Maria Reynolds was a keyboard player with the permanent orchestra based in the Oxford Music Room and, with her marriage to the London-based poet and engraver Thomas Park, she turned to composing, producing between 1785 and 1811 a total of 13 numbered works including seven solo sonatas for keyboard and a keyboard concerto. This disc contains three of the sonatas, the two published as Op.4 in 1790 and the Op.7 Sonata of 1796, along with a Waltz published in 1800 without opus number.

If we were to search for a musical link, we might find it in the very Haydnesque Rondo of the E flat Sonata and in the lyrical Larghetto of the C major Sonata, but while it is difficult to pinpoint a specific musical idiom which distinguishes Park from other keyboard composers of the time, she is revealed here as a composer of assured ability. Many of her themes fail to allow opportunities for development – the final movement of the C major Sonata seems to spend its time searching around for some coherent musical thread and too often dissolves into florid, decorative but ultimately sterile byways – and there is underlying it all a feeling that this is music to exercise the fingers rather than the intellect; it surprises me that the music exam boards haven’t taken this up with a vengeance, it’s the sort of stuff that is right up their street.

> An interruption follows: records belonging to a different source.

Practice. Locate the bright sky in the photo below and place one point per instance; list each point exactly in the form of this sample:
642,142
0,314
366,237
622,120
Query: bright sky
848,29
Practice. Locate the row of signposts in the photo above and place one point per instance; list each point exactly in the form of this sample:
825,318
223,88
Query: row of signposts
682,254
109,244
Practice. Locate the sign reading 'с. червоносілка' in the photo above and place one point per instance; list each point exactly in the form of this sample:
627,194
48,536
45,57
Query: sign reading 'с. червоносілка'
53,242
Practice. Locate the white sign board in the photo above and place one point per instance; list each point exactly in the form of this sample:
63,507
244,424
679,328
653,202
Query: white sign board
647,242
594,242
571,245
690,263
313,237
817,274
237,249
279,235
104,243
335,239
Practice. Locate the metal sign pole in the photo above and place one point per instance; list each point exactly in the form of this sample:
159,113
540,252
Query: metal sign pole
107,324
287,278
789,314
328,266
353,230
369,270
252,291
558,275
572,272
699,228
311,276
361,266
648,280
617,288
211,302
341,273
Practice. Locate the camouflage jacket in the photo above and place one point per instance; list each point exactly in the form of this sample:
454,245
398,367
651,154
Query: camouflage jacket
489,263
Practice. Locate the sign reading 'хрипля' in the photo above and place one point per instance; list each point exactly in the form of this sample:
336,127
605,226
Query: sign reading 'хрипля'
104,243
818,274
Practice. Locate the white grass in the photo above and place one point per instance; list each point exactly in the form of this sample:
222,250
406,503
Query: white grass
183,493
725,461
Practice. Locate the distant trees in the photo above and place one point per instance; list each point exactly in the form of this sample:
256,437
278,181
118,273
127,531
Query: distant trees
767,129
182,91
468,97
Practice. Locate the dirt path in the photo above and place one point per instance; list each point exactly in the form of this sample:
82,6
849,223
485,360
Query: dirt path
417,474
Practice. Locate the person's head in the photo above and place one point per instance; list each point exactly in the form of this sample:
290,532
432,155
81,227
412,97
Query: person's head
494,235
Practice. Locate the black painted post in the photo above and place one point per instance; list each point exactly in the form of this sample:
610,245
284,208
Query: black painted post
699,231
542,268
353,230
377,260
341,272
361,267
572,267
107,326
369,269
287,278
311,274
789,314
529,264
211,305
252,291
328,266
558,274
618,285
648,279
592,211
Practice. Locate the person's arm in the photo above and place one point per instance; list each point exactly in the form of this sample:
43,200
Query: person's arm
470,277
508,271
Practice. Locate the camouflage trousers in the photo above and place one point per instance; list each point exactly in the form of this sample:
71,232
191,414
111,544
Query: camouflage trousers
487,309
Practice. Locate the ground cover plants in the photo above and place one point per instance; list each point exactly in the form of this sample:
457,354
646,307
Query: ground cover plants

Two things elevate this music and make it worth hearing. The first is the instrument and the second the player. The instrument is a square piano, built around 1731 by William Geib. His father, John, had built pianos in London (coincidentally for the same firm who had printed Park’s music) and emigrated to New York in 1797 where the family set up in business and became one of the most prestigious piano makers in early 19th century America. Restored in 2013 by William Strange, the instrument has a distinctive sound quality, charming, intimate yet robust, especially in the lower to middle register. Its lack of sustaining power proves to be no handicap, given its delightfully innocent upper register, and the lovely little melody on which the Haydn Adagio is built sing out with undisguised innocence. Captured in a delicately balanced and suitably intimate recording, this makes a simply adorable sound.

Patrick Hawkins, if his biography is anything to go by, seems to have spent his life chasing around universities and teachers collecting degrees and advice on playing. His playing certainly has that slightly technically-focused quality which tends to obscure the pure joy of music making – nowhere more obvious than in a very strait-laced and humourless account of the Haydn Capriccio – but it is consistently supported by a clear historical understanding and an obvious desire to present the detail of the scores with minimal interpretative baggage. I suspect that any self-respecting student could come up with a pretty fair version of the original score simply by using Hawkins’ careful and precise performances as dictation.

This is more a disc presenting something historical with scholarly restraint than an unabashed exhibition of communicative music-making, but not only is the music played utterly charming in its own right, the sound of this delightful piano is truly captivating.